Dass türkischer Ultranationalismus – besser bekannt unter dem Stichwort „Graue Wölfe“ – längst im Fußball in Deutschland angekommen ist, zeigen nicht nur Schlagzeilen rund um den ehemaligen deutschen Nationalspieler Mesut Özil, der jüngst seine Reichweite in den sozialen Medien genutzt hat, sich mit dem Zeigen eines Tattoos eindeutig faschistisch zu positionieren.
Auch in den Amateurvereinen lassen sich zunehmend Tendenzen hin zum türkischen Nationalismus beobachten. Um dieses Themenfeld und die daraus resultierenden Konflikte in einen sozialwissenschaftlichen Blick zu rücken, verfolgt das von der Landeskoordinationsstelle gegen Rechtsextremismus und Rassismus in NRW geförderte Forschungsprojekt das Ziel, die bestehende Forschungslücke zu schließen. Dafür wird unter anderem eng mit der Ruhr-Universität Bochum (Dr. David Johannes Berchem) sowie der Mobilen Beratung gegen Rechtsextremismus kooperiert.
Weiter hat das Projekt zum Ziel, das gewonnene Wissen aufzubereiten und in Form von Workshops, Fachtagen und Handlungsempfehlungen an Vereins- und Verbandsfunktionär*innen, Sozialarbeiter*innen, politische Entscheidungsträger*innen und Fußballinteressierte weiterzugeben.
Weitere Informationen zum Projekt erhalten Sie unter:
www.medif-nrw.de und
rostek@lag-fanprojekte-nrw.de
O-Töne zur freien Verwendung:
O-Töne zur freien Verwendung:
Janina Rostek, MA Sozialwissenschaften (Projektleitung Forschungsprojekt):
Was der Fußball für eine starke soziale Kraft besitzt, zeigen Fußballevents kontinuierlich. Diese Events haben das Potenzial, wichtige soziale Fragen in den Fokus von Sport und Fußball im Spezifischen zu rücken. Spätestens wenn Amateurfußballvereine in den Blickwinkel geraten, sobald es um Fragen der Rekrutierung und Agitation von jungen Menschen seitens rechtsextremer Strukturen und Gruppierungen geht, sollte uns klar werden, dass Forschungsprojekte wie dieses dringend notwendig und berechtigt sind. Diese soziale Kraft, die dem Fußball innewohnt, birgt aber auch Chancen, demokratische und diskriminierungskritische Werte zu vermitteln. Das im Forschungsprojekt erworbene Wissen wird dann sukzessive praktisch zur Anwendung gebracht und bietet somit einen elementaren Mehrwert für alle Netzwerke im Fußball.

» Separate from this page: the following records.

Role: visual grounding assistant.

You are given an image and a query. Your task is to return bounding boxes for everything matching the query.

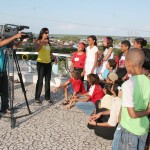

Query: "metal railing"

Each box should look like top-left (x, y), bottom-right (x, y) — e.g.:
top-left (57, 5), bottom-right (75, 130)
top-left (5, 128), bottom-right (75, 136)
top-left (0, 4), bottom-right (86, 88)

top-left (16, 52), bottom-right (71, 76)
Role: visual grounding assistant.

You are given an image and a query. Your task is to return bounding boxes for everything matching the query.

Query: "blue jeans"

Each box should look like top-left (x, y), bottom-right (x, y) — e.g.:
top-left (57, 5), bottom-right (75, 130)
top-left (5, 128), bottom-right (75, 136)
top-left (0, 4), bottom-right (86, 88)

top-left (112, 124), bottom-right (148, 150)
top-left (76, 101), bottom-right (95, 115)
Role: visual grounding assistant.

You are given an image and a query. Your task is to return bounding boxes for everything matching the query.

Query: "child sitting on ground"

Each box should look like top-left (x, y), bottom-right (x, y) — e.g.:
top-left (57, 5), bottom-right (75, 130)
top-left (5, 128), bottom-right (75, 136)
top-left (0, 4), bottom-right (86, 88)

top-left (56, 70), bottom-right (85, 105)
top-left (88, 81), bottom-right (122, 140)
top-left (74, 73), bottom-right (104, 115)
top-left (112, 49), bottom-right (150, 150)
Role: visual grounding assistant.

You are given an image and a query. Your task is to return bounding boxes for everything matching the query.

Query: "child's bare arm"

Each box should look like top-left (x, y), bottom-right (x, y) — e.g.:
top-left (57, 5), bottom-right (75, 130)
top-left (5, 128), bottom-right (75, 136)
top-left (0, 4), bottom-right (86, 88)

top-left (128, 104), bottom-right (150, 118)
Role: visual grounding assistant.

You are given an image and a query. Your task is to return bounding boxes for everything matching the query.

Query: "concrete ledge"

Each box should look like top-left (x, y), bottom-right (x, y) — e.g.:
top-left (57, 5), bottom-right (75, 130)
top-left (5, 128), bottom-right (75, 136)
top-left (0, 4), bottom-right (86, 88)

top-left (14, 71), bottom-right (68, 86)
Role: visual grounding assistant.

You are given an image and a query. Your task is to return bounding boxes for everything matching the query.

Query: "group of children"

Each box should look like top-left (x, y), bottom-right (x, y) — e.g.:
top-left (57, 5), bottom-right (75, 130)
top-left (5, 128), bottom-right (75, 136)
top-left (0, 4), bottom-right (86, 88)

top-left (54, 35), bottom-right (150, 150)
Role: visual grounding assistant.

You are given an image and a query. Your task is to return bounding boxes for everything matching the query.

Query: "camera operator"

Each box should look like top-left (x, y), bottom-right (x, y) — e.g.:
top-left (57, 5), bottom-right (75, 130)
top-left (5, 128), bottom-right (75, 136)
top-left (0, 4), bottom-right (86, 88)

top-left (0, 33), bottom-right (23, 114)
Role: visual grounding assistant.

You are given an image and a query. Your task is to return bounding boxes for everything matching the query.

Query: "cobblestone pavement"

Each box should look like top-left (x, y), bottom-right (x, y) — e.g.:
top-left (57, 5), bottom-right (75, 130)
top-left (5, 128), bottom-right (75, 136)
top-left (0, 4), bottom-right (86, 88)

top-left (0, 83), bottom-right (112, 150)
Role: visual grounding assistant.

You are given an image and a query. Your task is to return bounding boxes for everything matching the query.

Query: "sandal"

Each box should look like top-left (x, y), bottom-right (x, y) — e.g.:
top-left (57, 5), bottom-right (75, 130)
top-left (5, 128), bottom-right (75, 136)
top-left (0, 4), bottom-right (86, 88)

top-left (62, 100), bottom-right (69, 105)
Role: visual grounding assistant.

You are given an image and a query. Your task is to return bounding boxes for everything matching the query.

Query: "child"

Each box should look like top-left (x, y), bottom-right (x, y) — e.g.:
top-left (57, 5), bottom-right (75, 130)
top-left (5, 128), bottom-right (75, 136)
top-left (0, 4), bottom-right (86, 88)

top-left (133, 37), bottom-right (147, 49)
top-left (96, 60), bottom-right (102, 78)
top-left (106, 72), bottom-right (118, 84)
top-left (56, 70), bottom-right (85, 105)
top-left (101, 37), bottom-right (114, 73)
top-left (88, 81), bottom-right (122, 140)
top-left (112, 49), bottom-right (150, 150)
top-left (75, 73), bottom-right (104, 115)
top-left (71, 43), bottom-right (86, 80)
top-left (142, 48), bottom-right (150, 79)
top-left (102, 59), bottom-right (116, 80)
top-left (116, 40), bottom-right (131, 81)
top-left (84, 35), bottom-right (98, 91)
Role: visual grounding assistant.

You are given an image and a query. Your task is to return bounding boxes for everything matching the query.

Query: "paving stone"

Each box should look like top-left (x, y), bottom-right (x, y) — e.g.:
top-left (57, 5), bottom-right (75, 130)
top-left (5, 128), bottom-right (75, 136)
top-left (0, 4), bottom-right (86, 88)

top-left (0, 84), bottom-right (112, 150)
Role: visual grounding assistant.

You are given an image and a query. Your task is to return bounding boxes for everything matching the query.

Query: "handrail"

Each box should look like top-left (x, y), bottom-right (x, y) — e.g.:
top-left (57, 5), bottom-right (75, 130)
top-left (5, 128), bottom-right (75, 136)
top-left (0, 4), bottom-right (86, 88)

top-left (16, 51), bottom-right (71, 73)
top-left (16, 52), bottom-right (70, 57)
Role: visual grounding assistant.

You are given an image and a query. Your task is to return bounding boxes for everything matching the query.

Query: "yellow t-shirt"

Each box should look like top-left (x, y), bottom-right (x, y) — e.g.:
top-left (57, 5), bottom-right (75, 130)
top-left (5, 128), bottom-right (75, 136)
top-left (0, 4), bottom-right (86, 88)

top-left (37, 45), bottom-right (51, 63)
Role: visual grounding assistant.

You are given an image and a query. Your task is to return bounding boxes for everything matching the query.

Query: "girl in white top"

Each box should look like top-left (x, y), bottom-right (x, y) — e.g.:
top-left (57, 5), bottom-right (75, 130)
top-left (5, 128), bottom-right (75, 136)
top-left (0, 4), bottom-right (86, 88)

top-left (84, 35), bottom-right (98, 91)
top-left (101, 37), bottom-right (114, 73)
top-left (84, 35), bottom-right (98, 80)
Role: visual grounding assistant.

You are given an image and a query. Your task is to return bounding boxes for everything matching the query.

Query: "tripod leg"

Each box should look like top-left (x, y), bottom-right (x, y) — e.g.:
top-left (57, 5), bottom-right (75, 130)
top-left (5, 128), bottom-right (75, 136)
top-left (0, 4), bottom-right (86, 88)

top-left (13, 50), bottom-right (31, 114)
top-left (5, 54), bottom-right (16, 129)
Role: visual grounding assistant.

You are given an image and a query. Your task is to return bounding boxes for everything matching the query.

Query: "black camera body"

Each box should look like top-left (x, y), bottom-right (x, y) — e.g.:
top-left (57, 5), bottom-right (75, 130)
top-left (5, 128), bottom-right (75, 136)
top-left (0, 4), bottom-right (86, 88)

top-left (0, 24), bottom-right (33, 40)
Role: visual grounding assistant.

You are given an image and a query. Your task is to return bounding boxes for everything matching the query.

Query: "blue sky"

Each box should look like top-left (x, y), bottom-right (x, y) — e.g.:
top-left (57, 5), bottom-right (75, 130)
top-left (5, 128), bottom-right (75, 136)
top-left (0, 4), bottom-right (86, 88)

top-left (0, 0), bottom-right (150, 37)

Patrick Arnold, Diplom Sozialarbeiter (Projektträger, LAG Fanprojekte NRW):
Gerade hinsichtlich der anstehenden Fußballeuropameisterschaft der Herren im kommenden Sommer wollen wir mit dem Projekt das Phänomen „Rechtsextremismus im Fußball“ ganzheitlich erfassen. Die Vergangenheit hat gezeigt, dass Länderspiele der türkischen Nationalmannschaft immer wieder dafür genutzt wurden, um unverhohlen ultranationalistische politische Botschaften im öffentlichen Raum zu zeigen. Dadurch, dass zwei Spiele in Nordrhein-Westfalen stattfinden, ist es unsere Aufgabe, möglichst früh zu sensibilisieren und über beispielsweise die Verwendung von Codes vorab zu informieren und Vorfälle insgesamt zu dokumentieren.